Let's do a KPSS test on this.
```{r}
sbux_diff |>
features(difference(log(Close)), unitroot_kpss)
```
Since the KPSS value is 0.1, our P value is higher than 0.5 and H0 is not rejected meanign that our data is stationary. 


Let's now design the Arima model.
```{r}
fcmodel3train <- tsib |> 
  filter(Date <= as.Date("2021-01-01")) |>
  model(auto = ARIMA(Close, stepwise = FALSE, approx = FALSE))

fcmodel3train |>
forecast(h=36) |>
autoplot(tsib)
```

Let's break down why the auto-model with these parameters was chosen <ARIMA(3,2,3). 

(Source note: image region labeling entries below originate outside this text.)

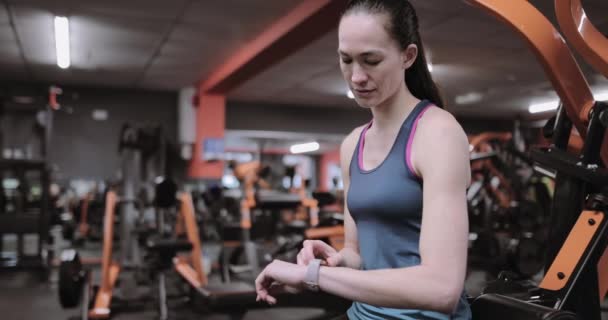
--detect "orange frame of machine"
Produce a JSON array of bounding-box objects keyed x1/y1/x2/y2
[
  {"x1": 88, "y1": 191, "x2": 207, "y2": 319},
  {"x1": 173, "y1": 192, "x2": 207, "y2": 288},
  {"x1": 469, "y1": 132, "x2": 513, "y2": 208},
  {"x1": 466, "y1": 0, "x2": 608, "y2": 300},
  {"x1": 85, "y1": 191, "x2": 120, "y2": 319}
]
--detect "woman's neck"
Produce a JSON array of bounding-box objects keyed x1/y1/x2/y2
[{"x1": 372, "y1": 85, "x2": 420, "y2": 134}]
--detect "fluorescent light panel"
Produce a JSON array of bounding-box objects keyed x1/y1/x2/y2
[
  {"x1": 55, "y1": 17, "x2": 70, "y2": 69},
  {"x1": 528, "y1": 91, "x2": 608, "y2": 113},
  {"x1": 289, "y1": 142, "x2": 319, "y2": 153}
]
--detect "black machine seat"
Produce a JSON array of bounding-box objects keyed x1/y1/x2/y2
[
  {"x1": 197, "y1": 281, "x2": 352, "y2": 312},
  {"x1": 146, "y1": 238, "x2": 192, "y2": 269},
  {"x1": 471, "y1": 294, "x2": 579, "y2": 320},
  {"x1": 148, "y1": 238, "x2": 192, "y2": 255},
  {"x1": 256, "y1": 190, "x2": 302, "y2": 210}
]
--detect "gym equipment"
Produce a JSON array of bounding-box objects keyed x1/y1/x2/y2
[
  {"x1": 59, "y1": 124, "x2": 176, "y2": 319},
  {"x1": 0, "y1": 159, "x2": 53, "y2": 280},
  {"x1": 174, "y1": 193, "x2": 350, "y2": 319},
  {"x1": 467, "y1": 132, "x2": 551, "y2": 277},
  {"x1": 460, "y1": 0, "x2": 608, "y2": 320},
  {"x1": 0, "y1": 87, "x2": 61, "y2": 280}
]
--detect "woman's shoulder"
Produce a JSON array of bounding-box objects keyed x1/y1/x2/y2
[
  {"x1": 417, "y1": 106, "x2": 464, "y2": 135},
  {"x1": 340, "y1": 124, "x2": 368, "y2": 165}
]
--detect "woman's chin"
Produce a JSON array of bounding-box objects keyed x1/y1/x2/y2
[{"x1": 355, "y1": 98, "x2": 374, "y2": 109}]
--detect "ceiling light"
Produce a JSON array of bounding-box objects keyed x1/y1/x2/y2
[
  {"x1": 528, "y1": 91, "x2": 608, "y2": 113},
  {"x1": 528, "y1": 100, "x2": 559, "y2": 113},
  {"x1": 289, "y1": 142, "x2": 319, "y2": 153},
  {"x1": 454, "y1": 92, "x2": 483, "y2": 104},
  {"x1": 593, "y1": 91, "x2": 608, "y2": 101},
  {"x1": 55, "y1": 17, "x2": 70, "y2": 69}
]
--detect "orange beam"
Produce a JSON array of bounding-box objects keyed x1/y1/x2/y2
[
  {"x1": 597, "y1": 248, "x2": 608, "y2": 302},
  {"x1": 465, "y1": 0, "x2": 608, "y2": 163},
  {"x1": 201, "y1": 0, "x2": 346, "y2": 94},
  {"x1": 539, "y1": 211, "x2": 604, "y2": 291},
  {"x1": 555, "y1": 0, "x2": 608, "y2": 77},
  {"x1": 175, "y1": 192, "x2": 207, "y2": 286}
]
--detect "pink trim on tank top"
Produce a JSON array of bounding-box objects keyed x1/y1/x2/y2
[
  {"x1": 405, "y1": 105, "x2": 432, "y2": 178},
  {"x1": 357, "y1": 120, "x2": 373, "y2": 170}
]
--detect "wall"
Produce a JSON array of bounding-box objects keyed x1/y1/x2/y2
[
  {"x1": 2, "y1": 84, "x2": 181, "y2": 181},
  {"x1": 226, "y1": 101, "x2": 513, "y2": 134}
]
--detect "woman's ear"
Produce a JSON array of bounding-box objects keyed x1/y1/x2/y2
[{"x1": 401, "y1": 43, "x2": 418, "y2": 69}]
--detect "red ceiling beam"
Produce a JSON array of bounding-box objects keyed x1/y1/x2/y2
[{"x1": 201, "y1": 0, "x2": 346, "y2": 94}]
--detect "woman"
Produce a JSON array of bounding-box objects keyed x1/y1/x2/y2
[{"x1": 256, "y1": 0, "x2": 471, "y2": 320}]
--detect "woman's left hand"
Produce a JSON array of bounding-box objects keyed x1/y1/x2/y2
[{"x1": 255, "y1": 260, "x2": 306, "y2": 305}]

The ARIMA(3,2,3) incorporates three key components. Firstly, the Autoregressive (AR) component with an order (p) of 3 captures the influence of the three most recent observations on the current value. This allows the model to figure out the patterns and dependencies in the historical data. Secondly, the Integrated (I) component with an order (d) of 2 represents the differencing operations applied to the time series. With a differencing order of 2, the model aims to achieve stationarity by removing trends and seasonality through consecutive differencing. This is interesting to know because earlier, I thought that one differencing would be enough. 
Lastly, the Moving Average (MA) component, with an order (q) of 3, accounts for the relationship between the current value and past forecast errors. The inclusion of a moving average helps the model adapt to any residual patterns not captured by the autoregressive component.

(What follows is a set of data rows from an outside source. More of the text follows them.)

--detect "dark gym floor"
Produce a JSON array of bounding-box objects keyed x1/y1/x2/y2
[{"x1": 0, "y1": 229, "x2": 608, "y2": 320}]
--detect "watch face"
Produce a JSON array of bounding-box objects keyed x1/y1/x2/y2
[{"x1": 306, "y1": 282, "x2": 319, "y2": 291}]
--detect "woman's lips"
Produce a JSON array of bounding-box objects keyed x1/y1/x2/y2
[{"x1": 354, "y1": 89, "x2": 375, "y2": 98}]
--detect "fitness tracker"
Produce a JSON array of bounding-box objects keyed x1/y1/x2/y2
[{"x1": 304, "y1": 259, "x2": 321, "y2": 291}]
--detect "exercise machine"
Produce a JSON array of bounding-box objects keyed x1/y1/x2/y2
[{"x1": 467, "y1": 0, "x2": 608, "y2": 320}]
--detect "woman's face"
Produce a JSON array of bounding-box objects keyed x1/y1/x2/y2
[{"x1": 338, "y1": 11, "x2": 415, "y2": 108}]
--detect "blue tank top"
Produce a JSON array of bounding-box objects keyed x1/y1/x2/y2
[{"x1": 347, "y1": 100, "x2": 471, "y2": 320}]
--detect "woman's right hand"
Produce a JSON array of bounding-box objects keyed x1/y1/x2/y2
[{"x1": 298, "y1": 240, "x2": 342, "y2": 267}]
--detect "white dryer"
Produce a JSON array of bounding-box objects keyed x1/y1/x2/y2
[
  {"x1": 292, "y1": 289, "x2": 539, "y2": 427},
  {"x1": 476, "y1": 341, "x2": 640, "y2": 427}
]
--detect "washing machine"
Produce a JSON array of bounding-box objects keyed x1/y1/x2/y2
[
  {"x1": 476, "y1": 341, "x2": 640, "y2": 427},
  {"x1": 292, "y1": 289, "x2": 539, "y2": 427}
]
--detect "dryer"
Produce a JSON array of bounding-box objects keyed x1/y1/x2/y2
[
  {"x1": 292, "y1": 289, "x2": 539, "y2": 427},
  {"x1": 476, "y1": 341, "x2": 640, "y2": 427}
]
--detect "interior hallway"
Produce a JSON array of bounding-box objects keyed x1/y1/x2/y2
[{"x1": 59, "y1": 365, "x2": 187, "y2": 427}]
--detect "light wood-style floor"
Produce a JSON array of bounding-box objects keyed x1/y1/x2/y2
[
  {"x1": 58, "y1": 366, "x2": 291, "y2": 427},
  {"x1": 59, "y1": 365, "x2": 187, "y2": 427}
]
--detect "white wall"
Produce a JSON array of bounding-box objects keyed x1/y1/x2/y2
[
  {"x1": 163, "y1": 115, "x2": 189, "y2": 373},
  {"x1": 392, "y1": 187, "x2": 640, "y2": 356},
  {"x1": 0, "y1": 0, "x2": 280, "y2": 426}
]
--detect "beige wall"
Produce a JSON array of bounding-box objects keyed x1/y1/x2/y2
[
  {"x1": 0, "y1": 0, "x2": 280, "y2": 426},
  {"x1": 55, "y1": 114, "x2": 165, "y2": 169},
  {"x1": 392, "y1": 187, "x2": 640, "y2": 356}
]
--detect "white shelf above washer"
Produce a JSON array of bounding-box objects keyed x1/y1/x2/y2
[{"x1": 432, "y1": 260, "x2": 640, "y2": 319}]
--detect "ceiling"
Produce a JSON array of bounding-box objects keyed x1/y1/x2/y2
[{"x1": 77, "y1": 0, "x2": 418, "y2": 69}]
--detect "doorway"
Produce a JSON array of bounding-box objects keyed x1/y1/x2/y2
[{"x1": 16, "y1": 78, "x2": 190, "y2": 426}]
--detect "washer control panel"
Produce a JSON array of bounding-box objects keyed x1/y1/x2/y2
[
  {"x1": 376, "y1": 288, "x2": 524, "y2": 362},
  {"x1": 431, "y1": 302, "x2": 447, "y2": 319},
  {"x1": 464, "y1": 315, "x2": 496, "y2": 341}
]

The ACF and PACF plots might show significant correlations at lags 1 and 12 due to the autoregressive and seasonal autoregressive terms, with a decay in correlations for higher lags, while the presence of moving average terms could lead to periodic spikes in the ACF.



# Compare the Models

We already know that the naive model is simply used a benchmark. We expect both ETS and ARIMA to perform better. Let's compare those two as a means of concluding the report and presenting the best forecast. 

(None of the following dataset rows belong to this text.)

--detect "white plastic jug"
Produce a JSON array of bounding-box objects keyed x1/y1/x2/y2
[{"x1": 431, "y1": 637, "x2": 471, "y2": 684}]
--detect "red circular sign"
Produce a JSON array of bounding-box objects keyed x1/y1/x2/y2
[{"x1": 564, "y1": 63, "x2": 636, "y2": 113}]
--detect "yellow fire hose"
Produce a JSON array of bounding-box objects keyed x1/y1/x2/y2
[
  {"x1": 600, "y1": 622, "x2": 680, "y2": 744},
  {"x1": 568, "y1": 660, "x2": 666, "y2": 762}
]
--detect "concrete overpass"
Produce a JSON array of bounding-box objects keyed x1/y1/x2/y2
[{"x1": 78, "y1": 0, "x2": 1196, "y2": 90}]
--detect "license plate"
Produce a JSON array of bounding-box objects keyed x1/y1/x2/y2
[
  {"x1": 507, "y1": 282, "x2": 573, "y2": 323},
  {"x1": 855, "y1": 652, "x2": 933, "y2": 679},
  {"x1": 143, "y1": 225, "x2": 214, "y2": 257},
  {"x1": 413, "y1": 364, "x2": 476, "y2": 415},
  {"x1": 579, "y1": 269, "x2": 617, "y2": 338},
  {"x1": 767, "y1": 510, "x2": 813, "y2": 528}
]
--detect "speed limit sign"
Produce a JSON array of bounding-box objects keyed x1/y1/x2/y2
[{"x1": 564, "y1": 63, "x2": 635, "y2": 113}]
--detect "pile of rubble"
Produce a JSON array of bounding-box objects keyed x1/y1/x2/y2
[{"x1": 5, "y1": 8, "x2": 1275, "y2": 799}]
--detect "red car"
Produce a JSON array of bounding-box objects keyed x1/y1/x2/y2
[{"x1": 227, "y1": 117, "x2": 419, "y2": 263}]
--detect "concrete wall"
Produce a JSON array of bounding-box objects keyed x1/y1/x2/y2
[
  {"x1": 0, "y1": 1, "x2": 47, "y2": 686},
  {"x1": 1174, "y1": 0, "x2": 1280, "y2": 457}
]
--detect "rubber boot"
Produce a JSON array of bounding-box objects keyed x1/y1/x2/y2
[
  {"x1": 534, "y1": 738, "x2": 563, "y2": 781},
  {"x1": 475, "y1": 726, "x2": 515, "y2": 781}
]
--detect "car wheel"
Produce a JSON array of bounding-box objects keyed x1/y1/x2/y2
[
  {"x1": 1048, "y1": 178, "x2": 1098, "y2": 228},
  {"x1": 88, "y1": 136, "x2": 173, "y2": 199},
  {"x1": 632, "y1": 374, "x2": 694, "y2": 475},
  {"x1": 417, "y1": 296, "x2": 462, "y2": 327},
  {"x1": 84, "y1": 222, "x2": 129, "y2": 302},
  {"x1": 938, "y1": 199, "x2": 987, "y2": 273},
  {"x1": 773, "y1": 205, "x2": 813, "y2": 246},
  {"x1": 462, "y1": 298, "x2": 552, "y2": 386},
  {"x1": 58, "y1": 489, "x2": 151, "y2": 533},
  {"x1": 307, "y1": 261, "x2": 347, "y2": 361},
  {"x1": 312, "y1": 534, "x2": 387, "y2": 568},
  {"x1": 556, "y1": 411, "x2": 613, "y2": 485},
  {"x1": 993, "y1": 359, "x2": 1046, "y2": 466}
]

Lastly, let's compare the two models. I'm using data up to halfway through covid since I do not want to remove the event that occured, but I want to partially factor it in.
```{r}
split_date <- as.Date("2020-12-31") 

train <- tsib |>
  filter(Date <= split_date)

test <- tsib |>
  filter(Date > split_date)

fit <- train |>
  model(
    arima = ARIMA(Close),
    ets = ETS(Close)
  )

forecast_results <- fit |>
  forecast(h = nrow(test)) |>
  accuracy(tsib) |>
select(-ME, -MPE, -ACF1)

forecast_results
```
Here we can see that the ETS has lower values for all measures and so in this case, we should use the ETS model for our forecasting. 

```{r}
fit |>
select(ets) |>
forecast(h = "5 years") |>
autoplot(tsib) +
labs(title = "Closing Price of SBUX", y = "$US")
```

I hope to conclude that starbucks will continue to perform with the trend increasing as rapidly as it did before as both models suggest, especially given their recent stance on the Palestinian conflict. This ETS model suggests a company that has high risk and reward when investing, and usually, Starbucks has been known to be a safe stock. I know that Starbucks is trying to convince investors to keep their stocks in the company but this report may convince investors otherwise.


# Improvement
One thing I was not able to do during this project because of my lack of understanding of CPI was to adjust for inflation. Next time I undertake a project like this, I would like to factor this in as I think my analysis would be much more accurate and closer to reality. 

# References
“Starbucks Corporation (SBUX) Stock Historical Prices &amp; Data.” Yahoo! Finance, Yahoo!, 13 Dec. 2023, finance.yahoo.com/quote/SBUX/history?p=SBUX.